Senin, 02 Agustus 2010

Kesederhanaan


Ditengah semakin banyaknya pemandangan para mujahid dakwah yang asyik dengan kemegahan harta dan fasilitas hidup, saya jadi ingin bersenandung kisah Nabi yang bersahaja yang dulu diperkenalkan Mas Ikmal dari Suara Persaudaraan. Hmm.. jadi ingat Mas Ikmal yang juga bersahaja beserta keluarga beliau. Semoga Allah perbanyak orang-orang yang sederhana dan bersahaja dengan hartanya. Dan aku kembali bersenandung...

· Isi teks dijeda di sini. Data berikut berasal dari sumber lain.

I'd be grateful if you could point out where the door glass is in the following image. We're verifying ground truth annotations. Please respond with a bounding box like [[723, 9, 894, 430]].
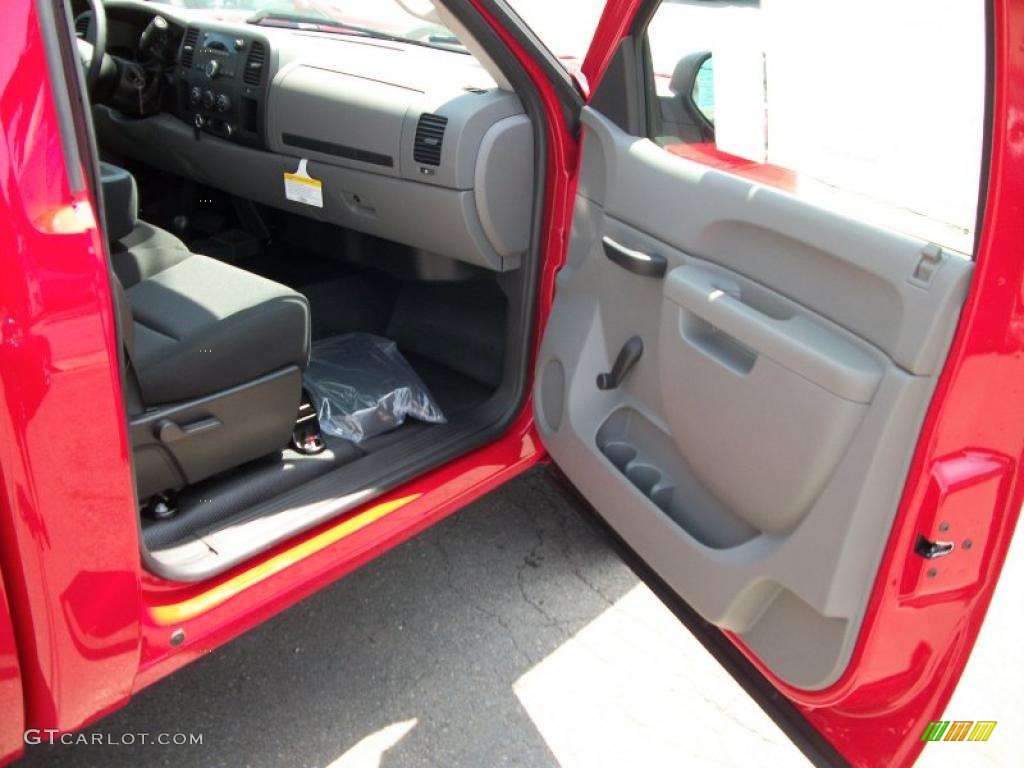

Pernahkah engkau renungkan tentang kisah Rasulullah junjungan
Rela hidup dalam kesederhanaan pertahankan kehormatan
Lewati malam-malam yang kelam dalam keadaan lapar
Bersama segenap keluarganya tak dapatkan satupun makanan

Bahkan tak pernah menikmatinya dari atas meja makan
Tidur beralaskan tikar kasar terbuat dari kulit dan rerumputan
Hingga membekas pada punggungnya, tak pernah kenyang di dalam hidupnya
Bahkan pernah tiga purnama tiada api menyala di rumahnya

Rasulullah junjungan kita Rasulullah tauladan kita
Qudwah ummat manusia sedunia shalawat dan salam padanya

Di suatu saat pasca perang hunain berkumpullah istri-istrinya
Menuntut tambahan harta dunia yang tiada dimilikinya
Hingga dikemudian hari mereka mendapat pelajaran dari Allah
Dengan turunnya ayat-ayat yang tertulis dalam Al Qur’an

“Wahai Nabi, katakanlah kepada istri-istrimu,
apabila mereka menghendaki gemerlapnya dunia,
maka kemarilah akan aku ceraikan kamu dengan sebaik-baiknya”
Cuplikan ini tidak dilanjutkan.